Observation: a guide for use in evaluation

Observations can be made in just about any situation: you see and hear things all the time, and it’s all data that can be turned into evidence.

Observation provides the opportunity to monitor or assess a process or situation and document evidence of what is seen and heard. Seeing actions and behaviours within a natural context, or as they usually occur provides insights and understanding of the event, activity or situation being evaluated.

The key to using observational data as evidence in an evaluation is to take a systematic and consistent approach as you collect, organise and analyse what is observed.

These notes should be read alongside the general advice on understanding quantitative data and qualitative data, as observational data can include both types.


  • Observation is a flexible approach to data collection, suitable for a broad range of contexts.
  • Observation can produce a mix of qualitative and quantitative data. For example, when observing people in a group situation, you might count up how many times certain behaviours or interactions occur (quantitative), while also taking freehand notes about the nature of the group dynamics (qualitative).
  • Structured observation helps provide measures or records of behaviours, without relying on people’s (those being observed) capacity to report what they do or estimate how often they do it.
  • Observation can be a low impact way to collect data. When planned appropriately, the observer may have only a minor effect on the activities or blend into the observation setting.
  • The discussion of feedback from observation can lead to valuable reciprocal professional learning conversations.
  • Teachers can also observe teaching and learning in their own classes using digital recording technologies, such as 360 degree cameras or other appropriately placed recording devices.

Relationship to other methods

Observation can be used as stand-alone data collection tool. Often, however, observational data is used in conjunction with other approaches as part of an evaluation design. For example:

  • Initial focus groups, interviews or surveys might identify a set of behaviours that are of interest. Observation then allows the evaluation team to assess how common the behaviours are, or to look for patterns in the circumstances or triggers that give rise to them.
  • Conversely, an evaluation might start with some exploratory observations, and then follow these up with interviews where participants are asked to comment on their experiences in the situation.
  • Data from interviews or surveys (about classroom management practices, for example) might be used in conjunction with data from observations (of classroom management) to build a more complete assessment of the effectiveness of a strategy being used in the classroom to improve student engagement.
  • Observations can be used in conjunction with other data, such as administrative records or document analysis. After reviewing a mathematics program (document analysis), the evaluation team may use observations to support or challenge claims found in the documents about the effectiveness of the program.

Limitations, and how to manage them

Observation needs to be carefully planned, with a clear understanding of the questions to be answered and the particular behaviours or attributes of interest. This helps avoid being overwhelmed by a vast amount of data, or getting stuck at the analysis stage wishing ‘If only I had kept an eye out for…’.

It is valuable to have two or more people undertake observations, as one person alone might miss things that someone else would see.

Conducting observations can be labour intensive, in preparation, data collection and analysis.

Depending on the rigour required for the evaluation there may be a need to allocate time for pre-observation discussion to ‘calibrate’ the observers.
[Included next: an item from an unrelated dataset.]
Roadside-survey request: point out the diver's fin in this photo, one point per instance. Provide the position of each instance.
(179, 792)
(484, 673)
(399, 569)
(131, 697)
Time may also be needed at the end of the observation for discussion, checking consistency between observers and reflection of what was collected.

Like most measurement in a social setting, the process of collecting observational data will have an influence on what is being measured and can result in unintentional biases that we need to be mindful of.

Skilled observers are good at being unobtrusive or ‘fading into the background’ when they need to. Early data may need to be discarded while subjects are still getting used to the observer, especially if using video to record the activities. The more familiar people are with observation – the more ‘normal’ it becomes – the less this problem arises.